Начиная с понятий, англичане традиционно разделяли науки на естественные (считая их собственно наукой - science) и гуманитарные (arts). Потому у англичан нет единой академии наук. Есть Королевское общество (Royal Society) для естествознания и Британская Академия (British Academy) для других форм познания. Когда решается вопрос о поддержке науки, надо принимать во внимание эту системную разницу.

Это было особенно заметно по эффекту от деятельности Института «Открытое Общество», известного в народе как Фонд Сороса. Для гуманитарных дисциплин его гранты были огромной поддержкой. Поскольку филологи или историки могли продолжать исследования благодаря очень небольшим затратам - выпустить сборник, съездить на конференцию, написать за сто долларов статью.
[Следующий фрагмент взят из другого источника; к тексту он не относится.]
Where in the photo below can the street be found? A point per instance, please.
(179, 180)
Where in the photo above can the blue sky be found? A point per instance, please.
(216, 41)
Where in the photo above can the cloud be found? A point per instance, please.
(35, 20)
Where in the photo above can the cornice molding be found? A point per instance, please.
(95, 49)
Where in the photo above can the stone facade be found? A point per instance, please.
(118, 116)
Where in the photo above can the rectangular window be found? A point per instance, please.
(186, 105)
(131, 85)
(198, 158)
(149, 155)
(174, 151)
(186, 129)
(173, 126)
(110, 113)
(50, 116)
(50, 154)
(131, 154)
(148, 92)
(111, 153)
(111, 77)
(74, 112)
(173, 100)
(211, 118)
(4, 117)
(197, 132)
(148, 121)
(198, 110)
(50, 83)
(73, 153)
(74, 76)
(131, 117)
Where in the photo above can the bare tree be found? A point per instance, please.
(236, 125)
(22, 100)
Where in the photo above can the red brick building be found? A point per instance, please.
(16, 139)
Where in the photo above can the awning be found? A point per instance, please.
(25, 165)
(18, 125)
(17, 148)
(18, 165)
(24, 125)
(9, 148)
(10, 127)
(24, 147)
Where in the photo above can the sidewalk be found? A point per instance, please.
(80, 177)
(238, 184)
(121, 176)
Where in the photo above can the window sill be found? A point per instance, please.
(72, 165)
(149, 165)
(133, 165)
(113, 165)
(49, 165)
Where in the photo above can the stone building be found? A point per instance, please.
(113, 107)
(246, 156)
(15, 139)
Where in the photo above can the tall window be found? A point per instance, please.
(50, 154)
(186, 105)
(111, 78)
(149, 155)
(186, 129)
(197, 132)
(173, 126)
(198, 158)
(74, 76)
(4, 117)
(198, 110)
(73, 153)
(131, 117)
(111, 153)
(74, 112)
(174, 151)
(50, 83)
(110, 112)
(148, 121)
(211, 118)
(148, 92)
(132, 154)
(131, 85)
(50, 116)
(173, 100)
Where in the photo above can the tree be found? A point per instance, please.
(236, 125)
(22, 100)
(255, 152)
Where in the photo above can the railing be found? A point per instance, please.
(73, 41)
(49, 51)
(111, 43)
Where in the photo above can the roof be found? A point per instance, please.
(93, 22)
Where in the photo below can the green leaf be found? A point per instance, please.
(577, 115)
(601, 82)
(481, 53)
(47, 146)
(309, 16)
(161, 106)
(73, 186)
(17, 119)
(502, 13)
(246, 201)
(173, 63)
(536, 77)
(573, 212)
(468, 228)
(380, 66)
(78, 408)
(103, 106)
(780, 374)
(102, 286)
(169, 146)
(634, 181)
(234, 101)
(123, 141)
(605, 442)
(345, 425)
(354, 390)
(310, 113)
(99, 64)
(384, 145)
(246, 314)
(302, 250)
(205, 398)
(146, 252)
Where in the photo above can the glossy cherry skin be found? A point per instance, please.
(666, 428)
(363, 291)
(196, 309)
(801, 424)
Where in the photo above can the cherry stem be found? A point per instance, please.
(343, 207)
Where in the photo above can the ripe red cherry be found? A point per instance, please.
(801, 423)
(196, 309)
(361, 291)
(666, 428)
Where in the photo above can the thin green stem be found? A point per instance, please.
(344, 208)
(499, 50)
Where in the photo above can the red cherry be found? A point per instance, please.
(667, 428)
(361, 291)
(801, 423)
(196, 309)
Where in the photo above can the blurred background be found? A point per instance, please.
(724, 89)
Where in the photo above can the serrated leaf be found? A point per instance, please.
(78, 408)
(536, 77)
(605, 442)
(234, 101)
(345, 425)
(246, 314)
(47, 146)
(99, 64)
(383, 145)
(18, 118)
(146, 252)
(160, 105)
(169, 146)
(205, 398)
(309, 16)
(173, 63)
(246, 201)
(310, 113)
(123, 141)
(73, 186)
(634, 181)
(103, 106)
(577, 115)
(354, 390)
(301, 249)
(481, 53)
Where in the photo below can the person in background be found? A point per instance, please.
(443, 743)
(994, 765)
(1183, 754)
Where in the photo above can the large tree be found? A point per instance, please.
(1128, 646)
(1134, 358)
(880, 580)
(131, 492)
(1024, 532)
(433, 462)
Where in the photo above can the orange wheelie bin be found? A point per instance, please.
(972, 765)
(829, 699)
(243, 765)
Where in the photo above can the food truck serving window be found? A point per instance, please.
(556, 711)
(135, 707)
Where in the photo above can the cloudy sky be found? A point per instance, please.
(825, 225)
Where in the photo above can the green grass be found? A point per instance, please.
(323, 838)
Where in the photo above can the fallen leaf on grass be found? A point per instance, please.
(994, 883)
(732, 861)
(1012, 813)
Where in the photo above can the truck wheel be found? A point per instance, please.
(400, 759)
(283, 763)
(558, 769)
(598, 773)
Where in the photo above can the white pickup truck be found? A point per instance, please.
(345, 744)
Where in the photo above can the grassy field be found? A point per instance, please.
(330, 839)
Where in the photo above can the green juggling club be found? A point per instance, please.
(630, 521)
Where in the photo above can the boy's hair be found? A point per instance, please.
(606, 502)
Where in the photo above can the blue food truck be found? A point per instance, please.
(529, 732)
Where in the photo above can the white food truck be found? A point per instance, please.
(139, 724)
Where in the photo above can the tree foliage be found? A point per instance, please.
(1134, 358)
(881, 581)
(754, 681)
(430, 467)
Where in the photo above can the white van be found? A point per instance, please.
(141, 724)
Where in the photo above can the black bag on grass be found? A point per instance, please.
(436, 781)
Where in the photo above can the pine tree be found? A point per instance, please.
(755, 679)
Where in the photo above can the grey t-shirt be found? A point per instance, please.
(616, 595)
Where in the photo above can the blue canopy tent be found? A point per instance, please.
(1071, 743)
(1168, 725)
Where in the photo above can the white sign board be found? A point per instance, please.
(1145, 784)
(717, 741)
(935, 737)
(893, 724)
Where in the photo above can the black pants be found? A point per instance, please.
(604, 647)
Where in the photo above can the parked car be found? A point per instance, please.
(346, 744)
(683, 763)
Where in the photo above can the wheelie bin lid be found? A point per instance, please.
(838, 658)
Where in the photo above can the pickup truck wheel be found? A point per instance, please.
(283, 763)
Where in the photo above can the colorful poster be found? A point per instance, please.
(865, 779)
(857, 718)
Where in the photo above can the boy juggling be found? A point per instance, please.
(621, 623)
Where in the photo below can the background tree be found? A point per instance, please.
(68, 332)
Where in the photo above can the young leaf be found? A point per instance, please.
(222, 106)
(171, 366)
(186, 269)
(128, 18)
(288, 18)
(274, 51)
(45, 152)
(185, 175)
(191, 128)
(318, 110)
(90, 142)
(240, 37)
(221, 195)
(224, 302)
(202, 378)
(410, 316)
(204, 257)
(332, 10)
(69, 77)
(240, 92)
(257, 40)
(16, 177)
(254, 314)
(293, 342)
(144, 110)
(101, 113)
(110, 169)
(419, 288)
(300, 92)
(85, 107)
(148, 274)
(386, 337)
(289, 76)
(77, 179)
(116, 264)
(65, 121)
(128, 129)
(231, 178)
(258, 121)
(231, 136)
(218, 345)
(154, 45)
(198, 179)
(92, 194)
Для биолога или химика сто долларов в месяц или две тысячи на проведение конференции профессионально не были столь значимы - лабораторные исследования стоят очень дорого.

Да, естественные науки часто требуют огромных финансовых ресурсов и инвестиций, а общественные и гуманитарные науки требуют меньших затрат. Но результат в естественных науках легче показать.

Этот парадокс вполне отражает часть полемики о реформе российской науки. С одной стороны, многие говорят о том, чтобы максимально приблизить научные исследования к общественно полезным результатам. С другой – традиционно объявляется "приоритет фундаментальным наукам", которые не могут гарантировать немедленной отдачи. Какая система грантов нужна сейчас?

Я думаю, надо делить между категориями, выделенными в соответствии с необходимыми затратами. Но общественные науки необходимо защитить, жить без них опасно, это как двигаться быстро, но при отсутствии одного глаза.

Обществу необходимо рефлексировать…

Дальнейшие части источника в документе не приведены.